La realidad vuela. Antes
quedábamos a viva voz de un día para otro, con total complicidad, y ahora somos
esclavos de un aparato que vibra compulsivamente. La evolución nos tiene
sometidos a tantas dependencias absurdas, nos condena al materialismo y caemos
en esa trampa sin rechistar. Entre los últimos fenómenos ¡un paloooo! se ha
colado en nuestras vidas. Unido a otro neologismo masificado, el selfie (la autofoto de toda la vida).
Pues bien, con ferocidad este palo extensible ha pasado a ser el complemento de
moda, el surrealismo más vendido. La gente sale a la calle con sus
frustraciones, sus miserias y su palo de selfies.
En ese orden o viceversa. No es más que la copia indiscriminada de una fenómeno
viralizado entre los famosos. Las redes sociales han democratizado las ínfulas
de celebridad. Cada día vemos cómo muchas personas emulan las maneras de sus
ídolos, haciendo de otro nuevo cuño, el postureo,
una forma de vida. Encanta visibilizar, airear lo cotidiano, posando con
morritos y añadiendo frases de dudosa intensidad. Ahí es donde el palo ha
añadido vistosidad, mejorando el resultado final de la foto frontal de careto
imprevisible. Palo que se cuela en muchas de ellas, aportando al dueño una
dosis de modernidad y poderío. ¿Palocentrismo?

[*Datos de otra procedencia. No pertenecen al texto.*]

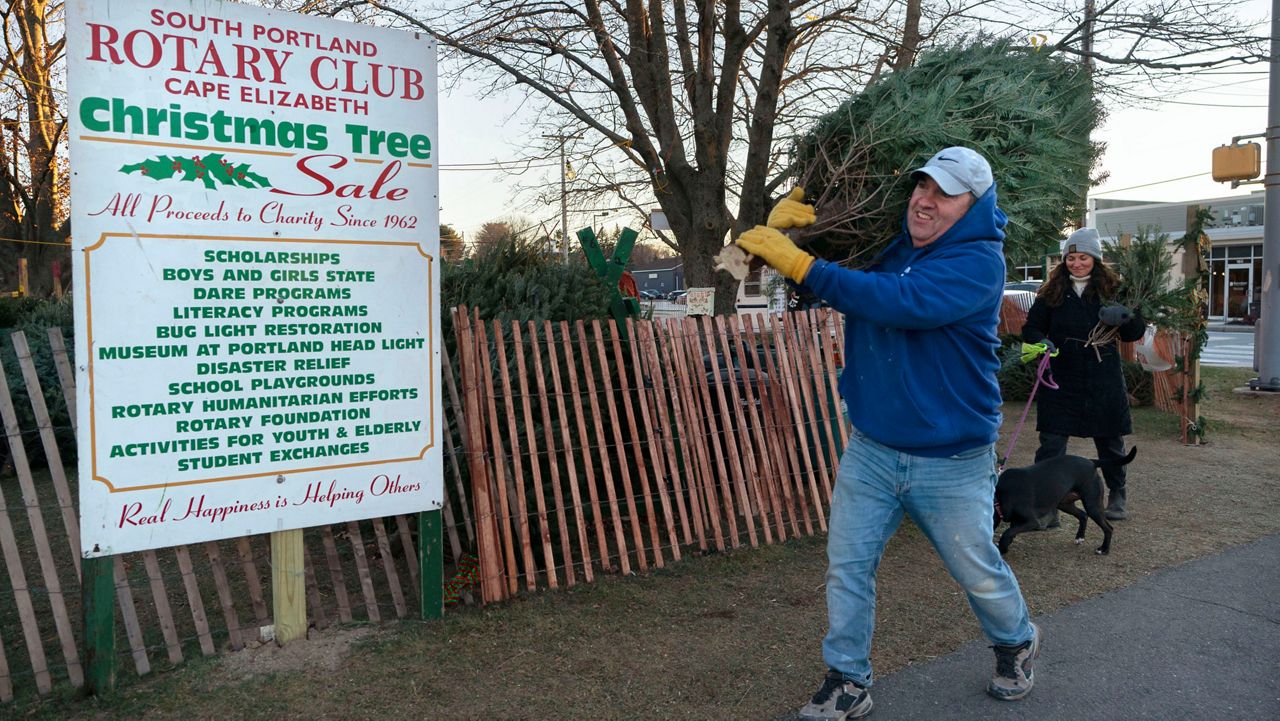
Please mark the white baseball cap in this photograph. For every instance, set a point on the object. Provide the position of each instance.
(958, 170)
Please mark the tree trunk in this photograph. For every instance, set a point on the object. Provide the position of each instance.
(910, 46)
(45, 127)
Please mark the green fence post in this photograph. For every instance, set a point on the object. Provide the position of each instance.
(97, 593)
(430, 560)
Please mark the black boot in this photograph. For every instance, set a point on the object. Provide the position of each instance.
(1115, 505)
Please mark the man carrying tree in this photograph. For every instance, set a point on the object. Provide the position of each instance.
(920, 389)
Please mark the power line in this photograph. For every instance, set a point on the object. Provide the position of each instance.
(1208, 104)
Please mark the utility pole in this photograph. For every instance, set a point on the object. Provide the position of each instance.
(561, 138)
(1267, 329)
(1087, 45)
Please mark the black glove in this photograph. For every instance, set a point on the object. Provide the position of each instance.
(1115, 314)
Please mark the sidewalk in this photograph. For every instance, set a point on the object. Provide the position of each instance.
(1194, 642)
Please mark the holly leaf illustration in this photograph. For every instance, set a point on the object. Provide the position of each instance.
(210, 170)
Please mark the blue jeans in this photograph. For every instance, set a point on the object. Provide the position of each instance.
(951, 501)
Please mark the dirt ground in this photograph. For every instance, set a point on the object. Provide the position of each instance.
(734, 635)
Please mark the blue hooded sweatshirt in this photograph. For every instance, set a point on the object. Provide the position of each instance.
(920, 343)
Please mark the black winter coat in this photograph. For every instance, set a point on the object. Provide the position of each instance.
(1091, 400)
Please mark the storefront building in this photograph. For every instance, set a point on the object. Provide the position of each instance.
(1235, 236)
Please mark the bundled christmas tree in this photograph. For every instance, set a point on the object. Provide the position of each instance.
(1028, 112)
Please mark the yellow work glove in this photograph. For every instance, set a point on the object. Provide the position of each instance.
(791, 211)
(777, 250)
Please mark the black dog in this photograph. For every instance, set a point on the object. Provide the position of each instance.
(1029, 497)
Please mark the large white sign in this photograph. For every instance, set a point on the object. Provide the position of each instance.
(255, 243)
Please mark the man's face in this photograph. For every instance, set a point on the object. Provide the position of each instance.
(931, 211)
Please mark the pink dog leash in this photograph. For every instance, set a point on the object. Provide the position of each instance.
(1042, 375)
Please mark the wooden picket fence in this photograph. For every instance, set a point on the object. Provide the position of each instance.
(580, 450)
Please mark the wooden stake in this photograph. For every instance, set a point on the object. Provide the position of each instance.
(567, 450)
(288, 587)
(430, 561)
(96, 592)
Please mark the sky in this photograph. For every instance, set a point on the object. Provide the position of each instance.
(1159, 154)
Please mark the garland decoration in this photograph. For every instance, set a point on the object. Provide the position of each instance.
(211, 169)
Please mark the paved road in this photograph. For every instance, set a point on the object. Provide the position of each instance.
(1191, 643)
(1229, 350)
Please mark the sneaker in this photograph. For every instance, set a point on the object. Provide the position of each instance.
(1014, 675)
(837, 699)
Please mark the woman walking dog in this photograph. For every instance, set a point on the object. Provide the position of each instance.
(1075, 313)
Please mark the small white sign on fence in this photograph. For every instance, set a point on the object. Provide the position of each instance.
(255, 213)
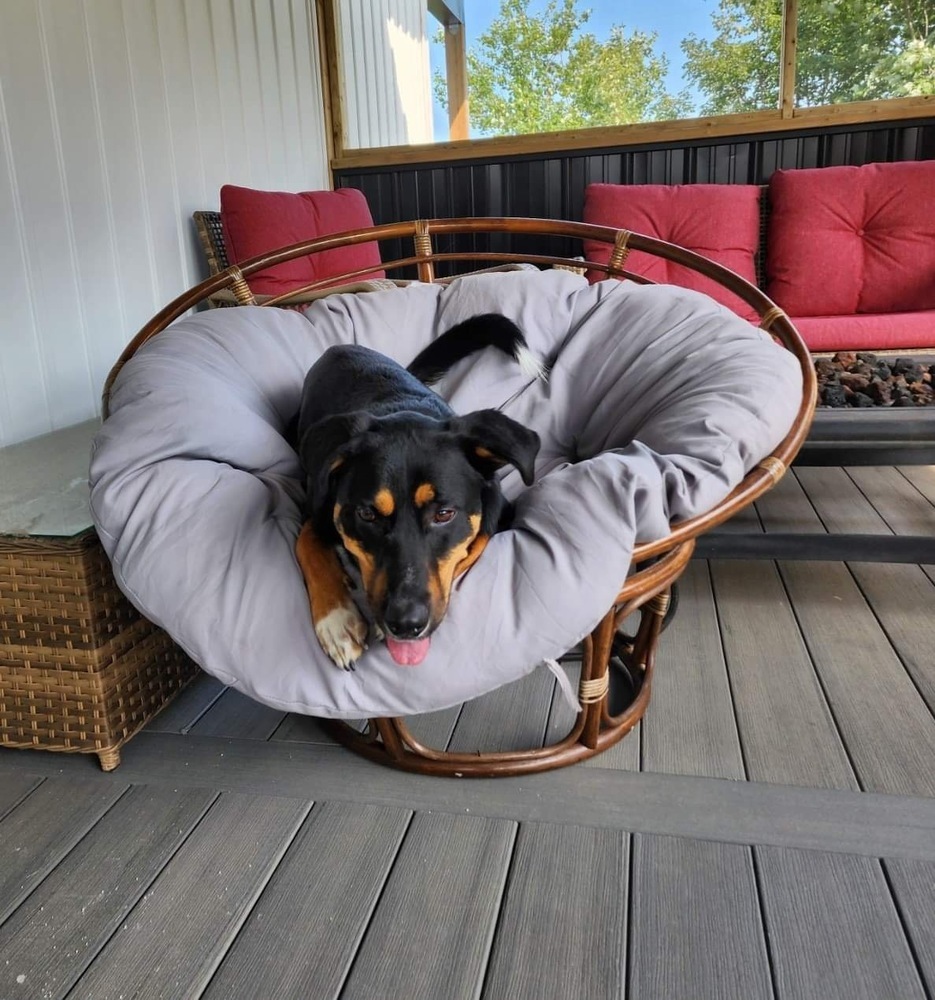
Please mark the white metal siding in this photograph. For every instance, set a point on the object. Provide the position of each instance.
(118, 119)
(385, 55)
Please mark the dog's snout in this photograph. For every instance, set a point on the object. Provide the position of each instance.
(407, 619)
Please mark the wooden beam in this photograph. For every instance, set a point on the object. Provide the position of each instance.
(456, 78)
(644, 133)
(787, 63)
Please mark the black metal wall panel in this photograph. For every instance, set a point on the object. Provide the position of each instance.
(552, 185)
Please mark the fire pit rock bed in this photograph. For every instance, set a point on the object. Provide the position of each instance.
(863, 380)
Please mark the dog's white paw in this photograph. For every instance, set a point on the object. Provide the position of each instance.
(343, 635)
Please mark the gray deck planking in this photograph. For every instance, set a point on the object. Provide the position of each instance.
(174, 938)
(690, 726)
(236, 715)
(431, 933)
(786, 507)
(513, 717)
(562, 930)
(301, 937)
(896, 499)
(886, 726)
(43, 828)
(913, 886)
(13, 790)
(839, 503)
(902, 598)
(56, 933)
(188, 706)
(706, 808)
(833, 928)
(922, 477)
(696, 927)
(786, 727)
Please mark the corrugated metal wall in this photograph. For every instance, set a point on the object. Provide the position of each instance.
(385, 56)
(552, 186)
(118, 118)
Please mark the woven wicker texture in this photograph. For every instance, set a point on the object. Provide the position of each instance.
(80, 669)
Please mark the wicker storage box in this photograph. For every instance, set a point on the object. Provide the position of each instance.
(80, 669)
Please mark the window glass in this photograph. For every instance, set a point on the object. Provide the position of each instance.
(854, 50)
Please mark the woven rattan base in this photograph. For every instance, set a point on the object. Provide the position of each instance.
(80, 669)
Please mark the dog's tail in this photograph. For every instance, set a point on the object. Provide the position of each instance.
(474, 334)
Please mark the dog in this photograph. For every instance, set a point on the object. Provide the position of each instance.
(402, 493)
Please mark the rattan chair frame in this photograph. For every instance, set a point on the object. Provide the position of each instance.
(656, 565)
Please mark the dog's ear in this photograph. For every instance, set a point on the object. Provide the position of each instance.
(323, 448)
(491, 440)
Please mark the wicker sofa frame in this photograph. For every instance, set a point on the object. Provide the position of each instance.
(656, 565)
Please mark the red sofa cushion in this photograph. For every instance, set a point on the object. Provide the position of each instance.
(255, 222)
(718, 221)
(852, 239)
(868, 331)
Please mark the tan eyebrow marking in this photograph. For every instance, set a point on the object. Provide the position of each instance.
(384, 502)
(424, 494)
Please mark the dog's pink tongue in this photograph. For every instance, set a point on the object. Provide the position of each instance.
(408, 653)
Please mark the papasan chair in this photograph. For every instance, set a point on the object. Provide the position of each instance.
(664, 414)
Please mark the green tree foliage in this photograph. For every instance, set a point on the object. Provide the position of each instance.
(848, 50)
(540, 72)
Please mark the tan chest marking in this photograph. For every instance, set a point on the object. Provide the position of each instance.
(425, 493)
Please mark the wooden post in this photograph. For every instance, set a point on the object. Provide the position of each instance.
(456, 76)
(790, 14)
(332, 77)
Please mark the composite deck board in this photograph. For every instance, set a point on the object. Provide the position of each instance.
(786, 728)
(840, 504)
(296, 728)
(51, 938)
(14, 789)
(172, 941)
(434, 729)
(431, 933)
(696, 926)
(897, 500)
(562, 929)
(902, 597)
(787, 507)
(922, 477)
(510, 718)
(43, 828)
(240, 717)
(745, 520)
(301, 937)
(188, 706)
(833, 928)
(689, 727)
(887, 727)
(913, 887)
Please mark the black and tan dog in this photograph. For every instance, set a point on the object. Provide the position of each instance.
(402, 493)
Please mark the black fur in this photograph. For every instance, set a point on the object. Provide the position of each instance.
(367, 427)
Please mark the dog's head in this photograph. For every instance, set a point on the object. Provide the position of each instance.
(413, 500)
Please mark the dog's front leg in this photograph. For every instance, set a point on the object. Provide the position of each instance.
(340, 628)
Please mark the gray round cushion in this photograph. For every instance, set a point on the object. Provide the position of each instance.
(658, 402)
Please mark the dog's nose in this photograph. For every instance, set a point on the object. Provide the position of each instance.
(407, 619)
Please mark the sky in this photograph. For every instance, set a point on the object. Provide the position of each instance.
(672, 20)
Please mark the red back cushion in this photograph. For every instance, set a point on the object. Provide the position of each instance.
(255, 222)
(853, 239)
(718, 221)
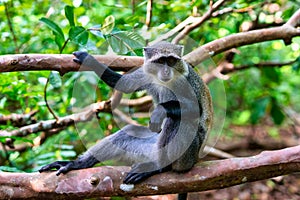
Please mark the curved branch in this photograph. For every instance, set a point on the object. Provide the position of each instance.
(196, 24)
(285, 32)
(106, 181)
(19, 120)
(69, 120)
(62, 63)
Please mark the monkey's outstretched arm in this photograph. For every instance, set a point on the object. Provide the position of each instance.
(126, 83)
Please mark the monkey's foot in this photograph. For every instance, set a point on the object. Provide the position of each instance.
(62, 167)
(141, 171)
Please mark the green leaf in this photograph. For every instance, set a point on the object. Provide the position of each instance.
(276, 113)
(69, 12)
(108, 25)
(55, 80)
(79, 35)
(259, 109)
(272, 74)
(96, 30)
(53, 26)
(123, 42)
(9, 169)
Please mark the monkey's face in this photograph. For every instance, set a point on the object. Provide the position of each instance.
(164, 69)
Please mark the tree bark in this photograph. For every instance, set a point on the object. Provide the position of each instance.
(106, 181)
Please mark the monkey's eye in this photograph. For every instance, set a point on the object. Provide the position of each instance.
(161, 60)
(171, 61)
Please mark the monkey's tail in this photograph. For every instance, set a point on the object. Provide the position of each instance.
(182, 196)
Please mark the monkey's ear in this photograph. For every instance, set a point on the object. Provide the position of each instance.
(149, 52)
(179, 50)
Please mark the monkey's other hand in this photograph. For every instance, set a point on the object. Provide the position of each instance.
(157, 117)
(62, 167)
(80, 56)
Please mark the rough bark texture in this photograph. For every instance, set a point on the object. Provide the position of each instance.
(106, 181)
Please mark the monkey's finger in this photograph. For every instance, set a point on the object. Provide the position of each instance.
(155, 127)
(55, 165)
(133, 178)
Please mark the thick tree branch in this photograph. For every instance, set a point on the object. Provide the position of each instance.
(18, 119)
(62, 63)
(106, 181)
(285, 32)
(197, 23)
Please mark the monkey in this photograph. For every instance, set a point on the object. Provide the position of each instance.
(178, 126)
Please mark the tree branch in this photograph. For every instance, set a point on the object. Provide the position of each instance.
(62, 64)
(285, 32)
(63, 121)
(106, 181)
(18, 120)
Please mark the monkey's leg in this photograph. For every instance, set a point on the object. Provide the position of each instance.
(123, 145)
(142, 171)
(63, 167)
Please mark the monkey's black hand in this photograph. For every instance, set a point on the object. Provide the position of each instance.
(62, 167)
(141, 171)
(156, 119)
(80, 56)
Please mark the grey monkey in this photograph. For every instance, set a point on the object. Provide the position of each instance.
(178, 125)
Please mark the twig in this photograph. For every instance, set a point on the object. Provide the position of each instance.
(45, 99)
(198, 23)
(106, 181)
(11, 27)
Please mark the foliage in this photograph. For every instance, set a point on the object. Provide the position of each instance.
(104, 26)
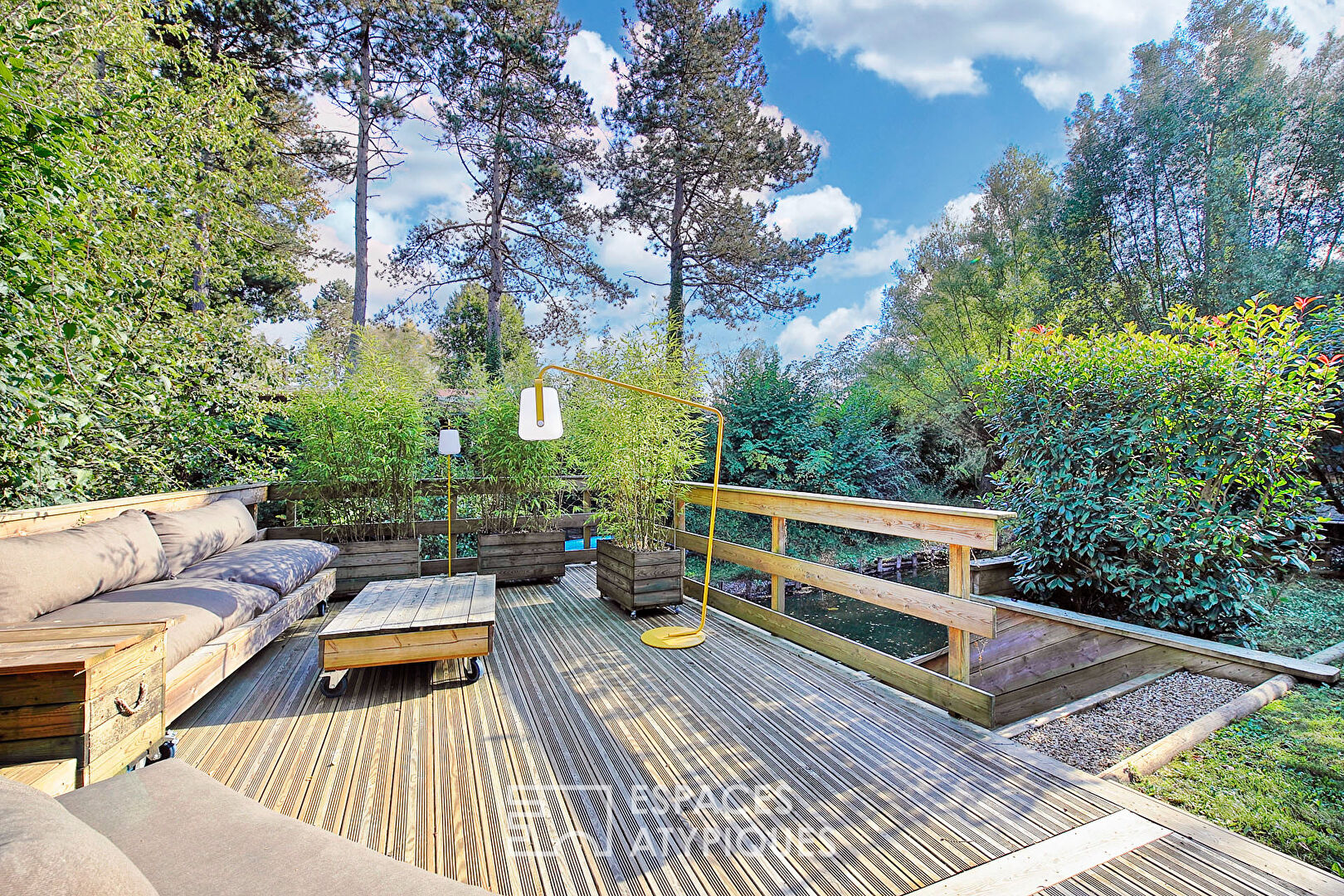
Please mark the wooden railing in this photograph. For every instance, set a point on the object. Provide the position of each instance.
(960, 528)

¿Palofilia? Recuerdo que en mi
adolescencia te daban el palo, literal, arrebatando un bien preciado o esa paga
que ansiabas en gastar. Ahora el palo va incorporado, cual extensión insólita
de la necesidad de ser una oveja tendenciosa en el rebaño social. Me preocupa
que vamos perdiendo espíritu crítico, asimilamos sin filtro y deshumanizamos esta
sociedad. Mucha culpa tiene la penosa estructura educativa, los valores que
construyen a nuestros pequeños y los mandamases que aprietan manos, manchadas estas
de ego y codicia. Son ellos quien se parapetan en un plasma o en la censura,
creando una pésima inercia. Así que la conclusión es que menos palos para
fotografiar y más para otorgarnos la oportunidad de tener un contexto mejor.